Strategie war von langer Hand geplant

Für besondere Aufregung sorgte dabei die Vier-Stopp-Strategie von Michael Schumacher. Um am führenden Fernando Alonso vorbeiziehen zu können, schob der Weltmeister einen zusätzlichen Halt ein, um mit wenig Benzin den nötigen Vorsprung herausfahren zu können. Jean Todt erklärte, dass diese Möglichkeit bereits weit vor dem Rennen besprochen wurden.

"Wir wussten seit Freitag, dass diese Situation möglich sein würde", so der Franzose. "Wie sich das Rennen dann entwickelte, wussten wir, dass wir diese Option haben würden. Die Entscheidung kam von den Jungs an der Boxenmauer. Es gab das Risiko, dass wir nur Zweiter werden würden, also entschieden wir uns für diese Richtung. Wir hatten gehofft, dass es aufgehen würde, und das ist es ja schließlich auch."

Weitere enge Rennen könnten folgen

"Wir mussten dieses Risiko eingehen, denn ansonsten wäre der Erfolg nicht garantiert gewesen. Niemand weiß, ob Michael Alonso hätte überholen können. Der wahrscheinlich einzige Weg, es zu schaffen, war der Versuch eines zusätzlichen Boxenstopps", fuhr er fort. Doch diesen hätte man nicht unter allen Umständen absolviert. "Wenn drei oder vier Autos nur vier, fünf oder sechs Sekunden hinter uns gewesen wären, dann hätten wir es nicht gemacht. Aber Trulli lag 20 Sekunden zurück, das hat uns geholfen."

Dabei habe der Frankreich-Grand-Prix eine Annahme bereits bestätigt. "Wir wussten, dass der zweite Teil der Saison wahrscheinlich enger werden würde, und das wird wohl auch so geschehen. Dieses Rennen war schon sehr eng", so Todt, der noch immer fürchtet, dass Michelin in Zukunft mit einem überlegenen Reifen zu einem Rennen kommt.

Jean Todt lobt die Arbeit von Bridgestone

"Wir müssen zumindest gleichwertig sein", erklärte er. "Im Moment scheint Michelin über eine Runde etwas besser zu funktionieren, aber bei der Haltbarkeit und der Konstanz ist Bridgestone besser. Wir hatten hier hohe Temperaturen. Wenn man auf das vergangene Jahr blickt, dann ist es unglaublich, wie sehr Bridgestone mit Ferrari gearbeitet hat, um die Situation zu verbessern."

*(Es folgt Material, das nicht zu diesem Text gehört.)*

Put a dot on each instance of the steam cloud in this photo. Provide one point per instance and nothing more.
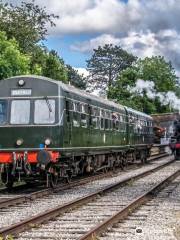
(165, 98)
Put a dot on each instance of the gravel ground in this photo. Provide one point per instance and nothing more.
(159, 219)
(22, 211)
(77, 222)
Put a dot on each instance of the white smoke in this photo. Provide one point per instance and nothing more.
(148, 87)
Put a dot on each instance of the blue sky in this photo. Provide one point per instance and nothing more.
(142, 27)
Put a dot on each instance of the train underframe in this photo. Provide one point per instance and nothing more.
(51, 168)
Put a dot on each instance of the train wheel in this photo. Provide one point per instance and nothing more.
(8, 179)
(53, 180)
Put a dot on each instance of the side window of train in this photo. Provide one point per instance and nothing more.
(106, 123)
(83, 120)
(76, 120)
(95, 122)
(67, 110)
(44, 112)
(102, 123)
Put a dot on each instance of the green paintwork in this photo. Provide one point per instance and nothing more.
(64, 134)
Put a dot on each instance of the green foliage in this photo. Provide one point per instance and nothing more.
(54, 67)
(106, 63)
(27, 23)
(75, 78)
(12, 61)
(154, 69)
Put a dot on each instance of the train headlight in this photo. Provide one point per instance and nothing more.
(47, 141)
(19, 142)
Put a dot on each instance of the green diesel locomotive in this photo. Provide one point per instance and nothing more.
(50, 130)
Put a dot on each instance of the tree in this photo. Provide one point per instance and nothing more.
(106, 63)
(75, 78)
(54, 67)
(145, 85)
(27, 23)
(12, 61)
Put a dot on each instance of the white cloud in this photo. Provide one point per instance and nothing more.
(143, 27)
(165, 98)
(82, 71)
(101, 40)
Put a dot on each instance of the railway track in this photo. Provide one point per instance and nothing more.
(68, 205)
(155, 218)
(24, 193)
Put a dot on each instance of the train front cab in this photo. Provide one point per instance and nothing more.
(29, 127)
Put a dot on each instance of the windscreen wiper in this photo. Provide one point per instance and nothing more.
(48, 104)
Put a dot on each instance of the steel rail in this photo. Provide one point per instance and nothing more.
(53, 213)
(44, 192)
(127, 210)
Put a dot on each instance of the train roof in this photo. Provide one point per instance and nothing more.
(70, 88)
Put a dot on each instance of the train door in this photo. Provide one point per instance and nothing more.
(67, 123)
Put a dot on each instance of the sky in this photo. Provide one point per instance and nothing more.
(142, 27)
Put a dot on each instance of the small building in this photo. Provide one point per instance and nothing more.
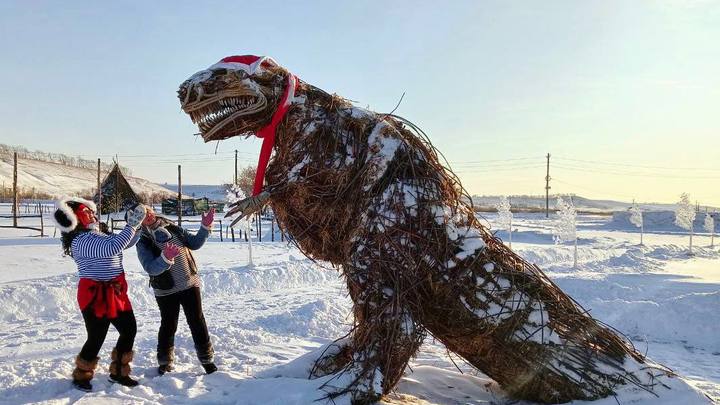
(190, 206)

Auch nach dem großartigen Sieg in Magny-Cours fühlt sich Jean Todt nicht stolzer als zuvor. "Mein Stolz ist gegenüber dem Rennen von vor zwei Wochen nicht gewachsen", so der Franzose. "Ich bin stolz, der Patron von Ferrari sein, der Führer dieses Teams. Und ich liebe alle, die in diesem Team arbeiten."